Il procuratore generale di Torino, Giancarlo Caselli, se n’è andato in pensione (forse, speriamo, per la vergogna di aver difeso un’opera come la Tav in cui sono presenti imprese mafiose-n’dranghetiste che lui in teoria avrebbe dovuto chiudere…). Ma ha lasciato il timone a Marcello Maddalena, stessa procura, stessa storia, stessa impostazione “creativa” nell’interpretazione della legge.
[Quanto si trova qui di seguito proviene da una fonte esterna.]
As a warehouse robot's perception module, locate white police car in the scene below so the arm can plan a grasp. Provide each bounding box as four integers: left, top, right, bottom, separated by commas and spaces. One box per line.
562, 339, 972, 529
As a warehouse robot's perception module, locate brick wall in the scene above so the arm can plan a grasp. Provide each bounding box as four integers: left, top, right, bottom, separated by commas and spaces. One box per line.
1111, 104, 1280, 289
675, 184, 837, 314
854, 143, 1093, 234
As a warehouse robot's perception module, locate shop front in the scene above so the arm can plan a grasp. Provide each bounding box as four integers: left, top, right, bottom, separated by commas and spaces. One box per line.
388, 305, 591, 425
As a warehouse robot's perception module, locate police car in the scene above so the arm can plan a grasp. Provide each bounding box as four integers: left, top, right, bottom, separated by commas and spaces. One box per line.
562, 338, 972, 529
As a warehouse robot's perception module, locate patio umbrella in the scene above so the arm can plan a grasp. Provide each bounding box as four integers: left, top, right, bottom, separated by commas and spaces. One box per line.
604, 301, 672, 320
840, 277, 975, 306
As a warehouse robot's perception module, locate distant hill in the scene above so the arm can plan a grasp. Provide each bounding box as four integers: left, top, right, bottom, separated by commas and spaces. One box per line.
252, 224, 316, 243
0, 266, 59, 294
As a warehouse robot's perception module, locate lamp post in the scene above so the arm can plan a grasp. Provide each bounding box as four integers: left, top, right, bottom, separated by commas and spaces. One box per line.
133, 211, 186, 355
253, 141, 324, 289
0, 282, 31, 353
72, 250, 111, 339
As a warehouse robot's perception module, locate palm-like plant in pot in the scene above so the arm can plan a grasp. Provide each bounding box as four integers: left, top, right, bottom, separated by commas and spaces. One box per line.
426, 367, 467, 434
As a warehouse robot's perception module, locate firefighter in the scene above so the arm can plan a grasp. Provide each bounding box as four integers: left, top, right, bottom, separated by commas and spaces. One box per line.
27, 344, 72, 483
In pratica: la uso come mi serve, mi invento nuovi reati imputando motivazioni “terroristiche” a fatterelli banalotti con l’incendio di una betoniera…
In occasione dell’inaugurazione dell’anno giudiziarioi in una regione che va scoprendo l’abisso della crisi, aggravato dall’abbandono ormai palese della sua industria-moloch, la Fiat, Maddalena è riuscito a fare un ragionamento che anche negli anni ’70 sarebbe stato ritenuto “eccessivo”.
Secondo lui, infatti, esiste “un’area marginale ma non trascurabile di soggetti anarchici che operando su un doppio livello, palese e occulto, costituiscono una minaccia per le regole costituzionali del Paese puntando, attraverso atti di terrorismo, all’eversione del sistema democratico”.
Naturalmente, prove dell’esistenza in vita di tale complessa – anzi: inarrivabile – organizzazione non ne vengono fornite. E neppure indizi. Un dato niente affatto trascurabile per chi, come un procuratore generale, dovrebbe parlare attraverso gli atti, anziché in modo immaginifico. In questo passaggio assomiglia infatti molto all’ex collega, ultraottuagenario, Ferdinando Imposimato; quello costretto a far ritirare l’ultimo libro prodotto in base a mail inviategli da un truffatore, ma che avevano l’indubbio pregio di corrispondere perfettamente ai fantasmi dietrologici che affollano ancora la sua mente.
L’affermazione è contenuta nella relazione inviata il 22 novembre 2013 dal pg alla Suprema Corte in previsione della cerimonia inaugurale dell’anno giudiziario ed è ricordata dal presidente della Corte d’Appello di Torino nella sua lunga relazione sull’amministrazione della giustizia nel 2013.